U.S. presidential contender Kamala Harris favors look at breaking up Facebook
WASHINGTON (Reuters) – Democratic presidential candidate Kamala Harris said on Sunday that U.S. officials should consider breaking up Facebook Inc, the world’s largest social media company, saying it is a utility that has gone unregulated.
Harris, a U.S. senator and one of more than 20 Democrats seeking the party’s nomination for the 2020 presidential election, said Facebook has prioritized growth over consumers’ interests, especially on privacy.
“I think we have to seriously take a look at that (breaking up Facebook), yes,” Harris said in an interview with CNN’s Jake Tapper. She said very few people can get by in their communities, business or commerce without somehow using Facebook. “So we have to recognize it for what it is. It is essentially a utility that has gone unregulated.”
Facebook has been under scrutiny from regulators around the world over data sharing practices as well as hate speech and misinformation on its networks.
Some other U.S. lawmakers, including Democratic presidential candidate Elizabeth Warren, have pushed for action to break up big tech companies as well as federal privacy regulation.

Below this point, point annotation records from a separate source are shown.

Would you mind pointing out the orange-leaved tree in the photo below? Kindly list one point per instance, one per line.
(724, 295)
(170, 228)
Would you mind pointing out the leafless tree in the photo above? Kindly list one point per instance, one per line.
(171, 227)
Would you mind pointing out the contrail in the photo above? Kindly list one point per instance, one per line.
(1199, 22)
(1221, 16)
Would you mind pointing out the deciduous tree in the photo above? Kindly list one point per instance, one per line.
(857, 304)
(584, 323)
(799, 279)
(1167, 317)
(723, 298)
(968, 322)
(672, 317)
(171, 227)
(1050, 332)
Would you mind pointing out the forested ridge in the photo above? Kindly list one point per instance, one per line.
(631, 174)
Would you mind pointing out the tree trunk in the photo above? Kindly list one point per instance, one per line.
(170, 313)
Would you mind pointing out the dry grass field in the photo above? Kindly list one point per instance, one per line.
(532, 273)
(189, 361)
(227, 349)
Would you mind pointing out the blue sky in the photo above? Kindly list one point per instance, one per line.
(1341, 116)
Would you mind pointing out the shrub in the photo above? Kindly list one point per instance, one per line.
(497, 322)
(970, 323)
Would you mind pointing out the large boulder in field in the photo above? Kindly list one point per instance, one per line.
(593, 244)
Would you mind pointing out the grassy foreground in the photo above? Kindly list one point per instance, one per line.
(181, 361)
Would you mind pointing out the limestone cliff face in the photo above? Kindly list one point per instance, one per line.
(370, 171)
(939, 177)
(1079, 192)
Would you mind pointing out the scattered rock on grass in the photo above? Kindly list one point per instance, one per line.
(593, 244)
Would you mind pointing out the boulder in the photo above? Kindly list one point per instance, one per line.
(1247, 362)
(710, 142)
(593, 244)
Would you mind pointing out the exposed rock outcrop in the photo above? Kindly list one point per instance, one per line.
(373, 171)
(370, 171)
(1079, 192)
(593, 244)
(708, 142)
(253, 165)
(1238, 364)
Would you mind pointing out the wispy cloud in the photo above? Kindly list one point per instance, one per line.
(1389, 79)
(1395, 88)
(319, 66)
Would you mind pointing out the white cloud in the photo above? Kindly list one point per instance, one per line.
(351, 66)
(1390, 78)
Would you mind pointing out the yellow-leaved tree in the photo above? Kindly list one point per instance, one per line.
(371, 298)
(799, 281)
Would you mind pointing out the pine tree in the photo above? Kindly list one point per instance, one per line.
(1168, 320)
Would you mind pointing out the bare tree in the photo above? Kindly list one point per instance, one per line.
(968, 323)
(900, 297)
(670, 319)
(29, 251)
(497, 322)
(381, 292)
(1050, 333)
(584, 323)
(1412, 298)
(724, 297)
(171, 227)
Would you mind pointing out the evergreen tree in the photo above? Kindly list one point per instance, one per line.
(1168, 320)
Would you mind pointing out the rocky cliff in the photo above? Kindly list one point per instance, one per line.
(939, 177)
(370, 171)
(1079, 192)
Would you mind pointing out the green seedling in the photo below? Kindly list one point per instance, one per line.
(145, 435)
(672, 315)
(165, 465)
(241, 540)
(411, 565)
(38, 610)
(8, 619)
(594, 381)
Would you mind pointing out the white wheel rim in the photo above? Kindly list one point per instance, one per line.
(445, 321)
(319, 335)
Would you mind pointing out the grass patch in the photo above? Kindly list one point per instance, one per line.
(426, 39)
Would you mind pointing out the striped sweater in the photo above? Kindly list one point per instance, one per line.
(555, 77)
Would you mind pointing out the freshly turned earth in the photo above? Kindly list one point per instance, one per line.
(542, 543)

Facebook co-founder Chris Hughes called last week for the social network to be split into three parts.
Facebook, which has more than 2 billion users on its social network, rejected Hughes’ call. Spokesman Nick Clegg said Facebook accepted that with success comes accountability, “but you don’t enforce accountability by calling for the breakup of a successful American company.”
Early opinion polls show Harris in the top tier of Democrats who have announced presidential campaigns. She and several other Democratic candidates have spent large sums on Facebook ads.

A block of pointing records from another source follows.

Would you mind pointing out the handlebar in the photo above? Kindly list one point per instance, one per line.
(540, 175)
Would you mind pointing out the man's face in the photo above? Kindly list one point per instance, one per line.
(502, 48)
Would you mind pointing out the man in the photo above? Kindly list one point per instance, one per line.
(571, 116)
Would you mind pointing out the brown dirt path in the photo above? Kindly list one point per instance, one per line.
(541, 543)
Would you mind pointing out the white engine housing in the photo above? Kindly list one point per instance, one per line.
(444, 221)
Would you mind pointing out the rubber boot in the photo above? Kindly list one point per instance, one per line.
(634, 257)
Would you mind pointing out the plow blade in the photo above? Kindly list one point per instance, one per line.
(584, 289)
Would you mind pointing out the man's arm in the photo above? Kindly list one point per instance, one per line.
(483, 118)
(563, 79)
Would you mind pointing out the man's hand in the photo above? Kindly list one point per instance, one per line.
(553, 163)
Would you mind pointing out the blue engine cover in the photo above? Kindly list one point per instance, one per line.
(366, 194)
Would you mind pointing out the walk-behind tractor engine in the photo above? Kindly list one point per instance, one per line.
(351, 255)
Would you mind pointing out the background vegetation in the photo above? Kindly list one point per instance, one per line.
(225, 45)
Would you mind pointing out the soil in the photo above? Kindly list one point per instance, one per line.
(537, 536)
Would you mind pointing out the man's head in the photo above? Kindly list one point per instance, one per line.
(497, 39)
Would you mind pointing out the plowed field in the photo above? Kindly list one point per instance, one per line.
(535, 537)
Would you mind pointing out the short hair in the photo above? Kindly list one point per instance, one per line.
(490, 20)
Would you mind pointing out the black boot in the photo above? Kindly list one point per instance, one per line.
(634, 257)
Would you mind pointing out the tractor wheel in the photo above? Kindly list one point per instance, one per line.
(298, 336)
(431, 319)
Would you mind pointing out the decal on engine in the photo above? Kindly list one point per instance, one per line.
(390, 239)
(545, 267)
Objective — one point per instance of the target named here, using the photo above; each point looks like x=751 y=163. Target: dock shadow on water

Warren and another senator seeking the Democratic presidential nomination, Amy Klobuchar, have proposed plans to increase antitrust scrutiny of the technology sector, with Warren vowing to break up Facebook, Amazon.com Inc and Alphabet Inc’s Google if elected.
But Senator Cory Booker, another Democratic presidential candidate, said Sunday “we do not need a president that is going to use their own personal beliefs and tell you which companies we will break up.
“We need a president that’s going to enforce anti-trust laws in this country, and I will be that person,” Booker told ABC’s “This Week.”